The American Academy of Pediatrics Committee on Genetics present a recommended clinical genetics diagnostic approach to the evaluation of intellectual disability or global developmental delays. The report addresses the advances in diagnosis and treatment of children with intellectual disabilities since the original AAP report in 2006 [1]. Intellectual disability (ID) is characterized by significant limitations both in intellectual functioning and in adaptive behavior as expressed in conceptual, social and practical adaptive skills. The disability originates before age 18 years, and the prevalence is estimated at 1% to 3%. Global development delay (GDD) is defined as a significant delay in 2 or more developmental domains, including gross or fine motor, speech/language, cognitive, social/personal, and activities of daily living, and is thought to predict a future diagnosis of ID. GDD is applied to younger children < 5 years, and the prevalence is 1% to 3%, similar to that of ID. The term ID is applied to older children for whom IQ testing is valid and reliable.
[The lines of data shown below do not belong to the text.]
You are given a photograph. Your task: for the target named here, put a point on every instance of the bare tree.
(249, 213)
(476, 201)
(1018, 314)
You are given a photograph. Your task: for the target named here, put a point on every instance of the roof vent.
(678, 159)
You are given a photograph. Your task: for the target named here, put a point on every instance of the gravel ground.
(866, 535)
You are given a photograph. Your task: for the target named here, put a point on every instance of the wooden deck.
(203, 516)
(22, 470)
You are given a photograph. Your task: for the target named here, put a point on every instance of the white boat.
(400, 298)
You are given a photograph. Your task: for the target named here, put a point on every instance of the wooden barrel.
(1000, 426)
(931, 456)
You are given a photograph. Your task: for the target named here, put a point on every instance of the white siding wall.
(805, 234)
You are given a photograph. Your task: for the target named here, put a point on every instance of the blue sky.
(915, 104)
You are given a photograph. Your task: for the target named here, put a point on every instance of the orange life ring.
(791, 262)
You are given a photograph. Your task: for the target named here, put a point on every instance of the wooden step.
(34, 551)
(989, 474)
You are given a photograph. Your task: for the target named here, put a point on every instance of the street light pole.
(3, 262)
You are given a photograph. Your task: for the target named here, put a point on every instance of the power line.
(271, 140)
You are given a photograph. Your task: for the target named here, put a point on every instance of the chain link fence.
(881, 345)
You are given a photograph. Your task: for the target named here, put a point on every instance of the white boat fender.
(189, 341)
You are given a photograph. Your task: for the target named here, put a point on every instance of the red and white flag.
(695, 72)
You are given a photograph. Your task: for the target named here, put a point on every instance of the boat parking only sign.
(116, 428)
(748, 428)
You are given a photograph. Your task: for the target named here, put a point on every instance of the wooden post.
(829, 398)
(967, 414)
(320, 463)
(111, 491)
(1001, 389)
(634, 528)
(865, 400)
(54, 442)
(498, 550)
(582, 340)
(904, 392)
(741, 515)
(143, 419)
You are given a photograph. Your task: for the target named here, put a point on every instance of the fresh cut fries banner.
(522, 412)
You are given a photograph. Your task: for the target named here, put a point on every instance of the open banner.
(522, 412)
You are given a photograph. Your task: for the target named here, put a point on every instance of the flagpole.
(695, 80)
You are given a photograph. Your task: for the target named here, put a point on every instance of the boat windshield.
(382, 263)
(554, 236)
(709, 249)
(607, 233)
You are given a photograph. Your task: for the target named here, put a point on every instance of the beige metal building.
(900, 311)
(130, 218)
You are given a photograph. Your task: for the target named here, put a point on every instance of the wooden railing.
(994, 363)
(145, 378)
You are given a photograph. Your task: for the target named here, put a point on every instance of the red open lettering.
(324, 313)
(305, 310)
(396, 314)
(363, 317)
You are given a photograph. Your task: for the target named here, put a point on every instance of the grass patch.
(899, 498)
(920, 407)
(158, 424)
In patients with GDD or ID, chromosome microarray and fragile X are first line diagnostic tests. MRI remains important in some patients. The use of whole-exome sequencing as a diagnostic test is gaining popularity. [2]

COMMENTARY. The benefits of a comprehensive evaluation were studied in 20 families of children with ID, with and without an etiologic diagnosis [3]. A diagnosis was thought to help guide expectations and management and provide hope for treatment. Diagnosis assisted families in obtaining desired services, especially in schools. Families differed in their “need to know” a specific diagnosis, ranging from strong to indifferent. Families varied in their emotions and actions regarding prenatal genetic diagnosis. The importance of the pediatrician and clinical geneticist discussion is stressed before deciding on the best approach to the diagnostic evaluation. The pediatric neurologist has an equally important role in the arrival at the correct etiological diagnosis and management of a child with GDD or ID.